Consulting
Not all of the Arthur Andersen & Co. growth came from establishing new local offices. Arthur E. Andersen had pioneered a strategy that bundled audit with consulting services, a strategy that many of his accounting contemporaries warned against as a recipe for conflict of interest. But it became standard practice at Arthur Andersen & Co. for audit and consulting to be presented side by side in the interests of all parties. However, by the 1930s, the market for consulting had dried up, so the warnings were moot for a time.
After World War II, the demand for consulting was renewed and the firm invested heavily in IT consulting. Leonard Spacek recognized an opportunity to expand the firm’s consulting practice by developing the potential of a new technology, computers. He sent Joseph S. Glickauf, an Andersen employee who was an expert on mechanical punch-card systems, to attend a prototype computer demonstration at the University of Pennsylvania. Glickauf became an evangelist for the new technology, announcing, “We stand on the threshold of a new technological era as different from the one which we have just passed through as the industrial era differs from the agricultural age the impact of which will not only [affect] the office and the plant, but society itself.”[22] A short time later, in 1952, he led a team that designed and implemented the first business applications for a computer, a payroll and a material control system at General Electric. Glickauf and his team established Arthur Andersen & Co.’s expertise in computer technologies while gaining the advantage over the other big accounting firms.
Despite the fact that the firm had built the largest management information systems consulting practice in the world by 1973, audit remained the focal point of services and power within the partnership.
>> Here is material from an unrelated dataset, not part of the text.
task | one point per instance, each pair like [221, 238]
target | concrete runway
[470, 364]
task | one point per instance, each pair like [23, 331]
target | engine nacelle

Although the marriage of accounting and computers was valuable to clients, some partners were reluctant to grow the consulting business and, during the late 1950s and 1960s, consulting services accounted for only about 20 percent of the firm’s business.
Although Arthur E. Andersen had ignored conflict of interest warnings, some partners who followed him took a different view. They believed that the new Administrative Services Division offering technical services was at the very edge of appropriate business for an accounting firm. They believed that independent public accounting firms had a responsibility to avoid work that might make management decisions for a client, and they put limits on the work that the Administrative Services Division could do, restricting it to developing and gathering information but not making decisions.[23]